Another photo shows Doonican as he regales the glamorous, '60s-attired staff with anecdotes from the entertainment world.

Boyers & Co was set up as a limited company in November 1929 - although the store had opened much earlier, with records showing a Boyers shop at 4 Cathedral street and 22 Earl Street as far back as 1908. It was extensively looted during the Civil War.

In 1961, it was acquired by Arnotts at a time when its profits had all but disappeared, and staff eagerly greeted the takeover.

Arnotts invested money in Boyers - adding a new shoe department in 1970 and expanding its footprint - but, unfortunately, also ditched the stately 1920s signage in favour of something "more modern".

From 11 departments, Boyers went up to 21, thanks to the £50,000 purchase of 17 North Earl Street, and a café was also added.

Throughout the 1970s, Boyers & Co expanded even further after it acquired a hotel in Marlborough Street - resulting in the store's rambling internal arrangement, with three levels in Marlborough Street and two in North Earl Street.

For its loyal customer base, its appeal never changed. It may have lacked the cachet of Clerys or of Arnotts itself. But what it offered was value and a warmth of service that still persists in the dying days of the last landmark department store north of the Liffey outside of Henry Street.

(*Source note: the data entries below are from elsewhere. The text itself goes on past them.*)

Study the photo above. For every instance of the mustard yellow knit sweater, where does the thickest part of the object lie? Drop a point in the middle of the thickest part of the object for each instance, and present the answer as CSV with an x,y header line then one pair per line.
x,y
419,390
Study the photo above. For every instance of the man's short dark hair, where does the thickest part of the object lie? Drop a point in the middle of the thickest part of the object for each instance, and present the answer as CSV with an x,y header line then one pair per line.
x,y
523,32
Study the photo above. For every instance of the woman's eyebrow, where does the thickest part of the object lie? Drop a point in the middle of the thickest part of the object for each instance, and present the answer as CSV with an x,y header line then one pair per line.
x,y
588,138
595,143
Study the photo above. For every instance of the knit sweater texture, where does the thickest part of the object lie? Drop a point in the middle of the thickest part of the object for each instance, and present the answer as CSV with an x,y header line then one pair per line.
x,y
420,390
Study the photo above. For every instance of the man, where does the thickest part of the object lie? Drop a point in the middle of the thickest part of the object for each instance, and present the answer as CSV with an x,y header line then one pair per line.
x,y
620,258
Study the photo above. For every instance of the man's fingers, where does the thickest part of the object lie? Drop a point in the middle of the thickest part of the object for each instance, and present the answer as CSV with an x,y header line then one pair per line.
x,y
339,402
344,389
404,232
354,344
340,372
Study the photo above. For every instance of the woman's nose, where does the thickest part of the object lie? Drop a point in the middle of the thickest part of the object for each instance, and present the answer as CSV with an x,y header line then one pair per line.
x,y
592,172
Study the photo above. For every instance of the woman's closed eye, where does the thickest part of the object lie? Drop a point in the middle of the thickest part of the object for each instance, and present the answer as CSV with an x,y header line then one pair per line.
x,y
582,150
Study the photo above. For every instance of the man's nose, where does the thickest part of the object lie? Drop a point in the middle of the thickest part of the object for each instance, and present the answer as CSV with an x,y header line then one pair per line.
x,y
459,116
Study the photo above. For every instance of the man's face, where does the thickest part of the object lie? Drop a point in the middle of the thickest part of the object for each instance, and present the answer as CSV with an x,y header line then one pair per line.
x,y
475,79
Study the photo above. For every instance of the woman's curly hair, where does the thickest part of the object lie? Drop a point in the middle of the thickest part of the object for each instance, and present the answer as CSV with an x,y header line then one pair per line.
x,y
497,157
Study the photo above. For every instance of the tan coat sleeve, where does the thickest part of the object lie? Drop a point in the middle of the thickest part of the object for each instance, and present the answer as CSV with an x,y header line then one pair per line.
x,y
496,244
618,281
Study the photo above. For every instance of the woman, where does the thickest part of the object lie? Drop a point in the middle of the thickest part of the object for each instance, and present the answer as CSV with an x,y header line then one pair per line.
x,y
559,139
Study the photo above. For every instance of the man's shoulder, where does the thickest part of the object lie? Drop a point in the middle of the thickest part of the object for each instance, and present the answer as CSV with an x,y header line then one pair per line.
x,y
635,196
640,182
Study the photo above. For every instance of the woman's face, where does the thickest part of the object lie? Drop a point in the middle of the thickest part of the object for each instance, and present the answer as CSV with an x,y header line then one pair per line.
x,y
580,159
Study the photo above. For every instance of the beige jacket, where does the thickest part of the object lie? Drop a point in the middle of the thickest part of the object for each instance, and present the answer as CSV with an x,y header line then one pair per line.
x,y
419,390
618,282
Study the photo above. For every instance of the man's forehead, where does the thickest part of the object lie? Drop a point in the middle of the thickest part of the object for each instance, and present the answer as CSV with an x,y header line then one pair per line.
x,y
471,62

Boyers shuts up shop for good on January 31 and customers are already in mourning - for the excellent value to be had in good dinners upstairs in the café, for the lack of suitable clothing now available for a certain age category - and for the state of North Earl Street itself.

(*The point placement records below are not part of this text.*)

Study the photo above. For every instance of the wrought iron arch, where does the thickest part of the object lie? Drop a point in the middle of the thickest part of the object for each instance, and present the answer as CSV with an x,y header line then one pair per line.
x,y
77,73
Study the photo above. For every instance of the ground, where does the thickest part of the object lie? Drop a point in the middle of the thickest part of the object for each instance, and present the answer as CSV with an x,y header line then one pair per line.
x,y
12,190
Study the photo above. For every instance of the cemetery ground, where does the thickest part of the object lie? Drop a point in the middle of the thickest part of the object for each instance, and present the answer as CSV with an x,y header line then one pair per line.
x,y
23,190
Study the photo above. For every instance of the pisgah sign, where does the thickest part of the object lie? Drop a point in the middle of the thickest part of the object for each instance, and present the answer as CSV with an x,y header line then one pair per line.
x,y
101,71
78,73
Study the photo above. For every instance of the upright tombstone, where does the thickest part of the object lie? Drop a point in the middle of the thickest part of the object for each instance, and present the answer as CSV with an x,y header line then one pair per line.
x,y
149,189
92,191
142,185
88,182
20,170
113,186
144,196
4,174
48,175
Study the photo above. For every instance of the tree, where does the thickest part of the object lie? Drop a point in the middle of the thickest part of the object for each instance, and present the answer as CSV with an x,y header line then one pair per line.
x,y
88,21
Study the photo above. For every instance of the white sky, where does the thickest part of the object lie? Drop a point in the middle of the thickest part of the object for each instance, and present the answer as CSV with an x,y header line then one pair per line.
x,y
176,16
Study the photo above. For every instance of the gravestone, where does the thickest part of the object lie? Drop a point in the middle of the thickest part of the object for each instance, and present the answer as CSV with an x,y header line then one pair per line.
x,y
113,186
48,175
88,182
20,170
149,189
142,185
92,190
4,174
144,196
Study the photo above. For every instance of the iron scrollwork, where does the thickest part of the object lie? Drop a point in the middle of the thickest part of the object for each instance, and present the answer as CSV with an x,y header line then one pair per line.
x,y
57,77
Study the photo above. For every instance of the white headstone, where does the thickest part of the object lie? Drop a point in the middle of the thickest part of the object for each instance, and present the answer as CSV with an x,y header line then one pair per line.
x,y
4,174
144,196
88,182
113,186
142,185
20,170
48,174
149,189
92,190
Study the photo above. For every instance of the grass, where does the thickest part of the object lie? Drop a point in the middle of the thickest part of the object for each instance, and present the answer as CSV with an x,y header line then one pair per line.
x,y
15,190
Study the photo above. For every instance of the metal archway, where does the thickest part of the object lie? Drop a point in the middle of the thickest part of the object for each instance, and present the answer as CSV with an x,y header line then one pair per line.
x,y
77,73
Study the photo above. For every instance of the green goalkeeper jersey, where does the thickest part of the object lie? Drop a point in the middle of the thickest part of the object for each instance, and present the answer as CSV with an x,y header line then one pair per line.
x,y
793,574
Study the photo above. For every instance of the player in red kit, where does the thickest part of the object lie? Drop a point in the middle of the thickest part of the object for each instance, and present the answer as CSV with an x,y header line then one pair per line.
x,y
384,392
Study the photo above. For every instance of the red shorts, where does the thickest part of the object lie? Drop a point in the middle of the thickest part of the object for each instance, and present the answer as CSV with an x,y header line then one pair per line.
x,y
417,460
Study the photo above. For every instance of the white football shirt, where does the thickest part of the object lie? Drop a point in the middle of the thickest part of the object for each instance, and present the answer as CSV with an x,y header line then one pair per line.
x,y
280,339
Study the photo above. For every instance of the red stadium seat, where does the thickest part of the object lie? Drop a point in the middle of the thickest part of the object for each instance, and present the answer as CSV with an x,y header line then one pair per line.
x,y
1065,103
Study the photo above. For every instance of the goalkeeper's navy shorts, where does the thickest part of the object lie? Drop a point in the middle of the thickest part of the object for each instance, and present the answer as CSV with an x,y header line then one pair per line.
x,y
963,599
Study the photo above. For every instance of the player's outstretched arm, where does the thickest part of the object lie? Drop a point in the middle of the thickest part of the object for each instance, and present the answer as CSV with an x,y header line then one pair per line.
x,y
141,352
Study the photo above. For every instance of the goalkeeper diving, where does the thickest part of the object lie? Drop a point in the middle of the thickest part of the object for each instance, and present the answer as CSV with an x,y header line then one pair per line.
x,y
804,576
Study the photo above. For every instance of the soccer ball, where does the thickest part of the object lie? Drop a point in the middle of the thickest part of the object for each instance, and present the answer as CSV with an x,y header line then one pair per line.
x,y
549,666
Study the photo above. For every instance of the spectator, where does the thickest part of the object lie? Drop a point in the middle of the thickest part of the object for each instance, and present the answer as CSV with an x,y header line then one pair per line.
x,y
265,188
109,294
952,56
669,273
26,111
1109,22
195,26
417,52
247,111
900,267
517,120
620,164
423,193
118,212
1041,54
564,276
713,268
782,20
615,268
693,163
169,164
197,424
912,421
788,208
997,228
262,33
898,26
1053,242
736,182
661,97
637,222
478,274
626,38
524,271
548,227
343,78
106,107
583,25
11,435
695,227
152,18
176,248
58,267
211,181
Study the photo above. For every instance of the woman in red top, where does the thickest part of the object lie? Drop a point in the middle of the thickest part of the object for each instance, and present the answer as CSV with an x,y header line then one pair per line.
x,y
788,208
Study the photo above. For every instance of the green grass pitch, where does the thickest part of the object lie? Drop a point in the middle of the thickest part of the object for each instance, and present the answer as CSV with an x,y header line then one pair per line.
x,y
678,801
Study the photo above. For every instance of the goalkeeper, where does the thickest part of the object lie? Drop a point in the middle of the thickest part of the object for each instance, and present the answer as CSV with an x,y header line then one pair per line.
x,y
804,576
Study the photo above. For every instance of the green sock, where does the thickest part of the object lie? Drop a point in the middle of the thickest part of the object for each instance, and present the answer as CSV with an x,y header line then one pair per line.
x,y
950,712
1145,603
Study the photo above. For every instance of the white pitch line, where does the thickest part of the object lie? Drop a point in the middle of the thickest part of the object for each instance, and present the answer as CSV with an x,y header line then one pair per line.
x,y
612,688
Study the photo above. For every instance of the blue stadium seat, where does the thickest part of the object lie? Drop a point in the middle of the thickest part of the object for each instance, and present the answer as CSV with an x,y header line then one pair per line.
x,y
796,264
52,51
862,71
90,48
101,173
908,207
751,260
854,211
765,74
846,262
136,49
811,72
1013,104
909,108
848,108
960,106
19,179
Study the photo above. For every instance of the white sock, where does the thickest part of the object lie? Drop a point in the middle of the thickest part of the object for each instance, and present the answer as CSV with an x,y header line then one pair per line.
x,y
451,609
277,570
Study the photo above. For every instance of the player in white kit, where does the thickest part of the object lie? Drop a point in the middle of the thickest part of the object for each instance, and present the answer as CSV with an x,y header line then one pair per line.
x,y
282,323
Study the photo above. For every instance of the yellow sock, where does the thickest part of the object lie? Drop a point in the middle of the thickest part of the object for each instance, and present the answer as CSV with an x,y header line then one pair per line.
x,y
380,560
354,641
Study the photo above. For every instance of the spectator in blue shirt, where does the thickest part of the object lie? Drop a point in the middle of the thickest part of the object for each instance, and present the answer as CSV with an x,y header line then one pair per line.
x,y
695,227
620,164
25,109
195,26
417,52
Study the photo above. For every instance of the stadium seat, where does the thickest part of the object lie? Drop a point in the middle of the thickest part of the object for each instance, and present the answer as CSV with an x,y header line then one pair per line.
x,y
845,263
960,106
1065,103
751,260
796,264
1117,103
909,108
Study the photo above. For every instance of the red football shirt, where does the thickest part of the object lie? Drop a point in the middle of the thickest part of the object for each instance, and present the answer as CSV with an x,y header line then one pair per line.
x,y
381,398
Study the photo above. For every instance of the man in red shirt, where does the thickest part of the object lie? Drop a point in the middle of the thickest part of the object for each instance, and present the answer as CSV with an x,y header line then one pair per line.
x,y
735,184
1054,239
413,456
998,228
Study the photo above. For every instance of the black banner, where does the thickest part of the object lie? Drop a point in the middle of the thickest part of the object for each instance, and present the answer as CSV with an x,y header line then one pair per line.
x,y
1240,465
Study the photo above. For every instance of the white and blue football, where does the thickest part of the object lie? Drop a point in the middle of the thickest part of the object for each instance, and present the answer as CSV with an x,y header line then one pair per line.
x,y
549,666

"All we'll have on the street now is those little bargain shops," says one customer.

When we drop in, there's a companionable buzz among customers and staff alike.

It's a bit like a private members club, where everybody knows everybody else. There are many mother and daughter groupings, and a middle-aged daughter helps her father down the stairs and asks if he knows where he's heading in the higgledy-piggledy layout.

One customer chats about her cat as she pays for her purchase in the handbag department, while a pair of elderly friends discuss the goods on offer.

"I don't like that," says one of a violently checked jacket.

"No, I prefer plainer stuff," agrees the other.

The lingerie section upstairs is already gone, replaced by a jumble of boxes, empty stands and Christmas decorations.

But the restaurant is doing a roaring trade, with old-fashioned booths filled with diners chatting companionably.

Retired law clerk Tom Madden from Drimnagh has been coming in here two days a week. Nowhere else offers a great roast with "all the trimmings" for €6.95, he explains.

"It's not only great value, it's terrific," he says.

Friends Ann Uzell and Bernadette Keogh from Ballyfermot agree it will be a sad day when Boyers closes: "We'll miss it. All the lovely shops on Talbot Street are going," laments Ann.

"They had the best clothes, the jackets and the shoes were great. I bought a duvet here 30 years ago and it's still going strong," she adds.

"It'll affect other business on the street. People won't come in," she worries.

Sisters Bernie Cronin from North Strand and Anne Farrell from Harold's Cross have been shopping here "for years".

They'll miss the jackets - and the great bargain basement where Bernie once bought a duvet, slightly marked, for €6.99 only to find an identical one in Clerys for €75.

Ann Byrne has travelled up from Monaghan for a day's shopping. Boyers is one of her favourite haunts and after it closes, all that will be left is Arnotts and Debenhams.

"It's sad to see all the changes," she, too, says.

For another set of sisters, Terry Smee from Clondalkin and Olga Loughins, the closure is "very sad".

Reared in the north inner city, they remember their mother shopping in Cassidys up the road. "Where Dunnes is now," says Terry.

They liked the staff, who they knew as friends. They often picked up boots in the winter sales.

"For our age group, there's no place left to shop," they say sadly, as they continue their way up scruffy North Earl Street - destined to become much scruffier come January 31.